The kinetics of nutritional quality changes during winter jujube slices drying process

Main Article Content

Yubao Niu
Shiyu Wei
Huan Liu
Yongzhen Zang
Yuxue Cao
Rongguang Zhu
Xia Zheng
Xuedong Yao

Keywords

activation energy, air velocity, drying temperature, drying time, Weibull model

Abstract

The purpose of this research is to investigate the kinetics of nutrient’s change (vitamin C, reducing sugar, and total acidity) of winter jujube slices that are submitted to drying at different temperatures (55, 60, 65, and 70°C) and air velocities (3, 6, and 9 m/s) during the air-impingement drying process. Results showed that the content of vitamin C and reducing sugar, and total acidity decreased with increasing drying time. Furthermore, analysis of variance indicated that the drying temperature, air velocity, and time had a significant effect on the loss of vitamin C and reducing sugar, and on total acidity (P < 0.05).
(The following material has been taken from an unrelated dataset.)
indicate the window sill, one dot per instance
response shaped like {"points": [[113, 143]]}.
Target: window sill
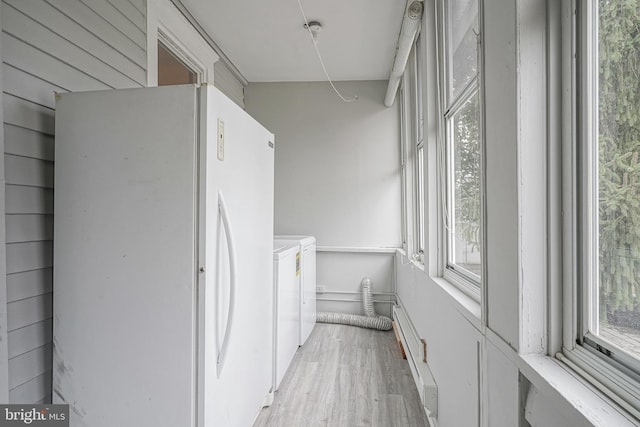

Zero-order, first-order, and Weibull models were used to fit the experimental data, Weibull model was considered as the most suitable one for the degradation kinetics of vitamin C and reducing sugar, and change of total acidity in samples dried at different temperatures and air velocities. According to the Arrhenius formula, the activation energy of vitamin C, reducing sugar, and total acidity change kinetics were 63.78, 36.48, and 153.51 kJ/mol, respectively. This research can provide some references for enhancing dried product quality in the jujube drying industry.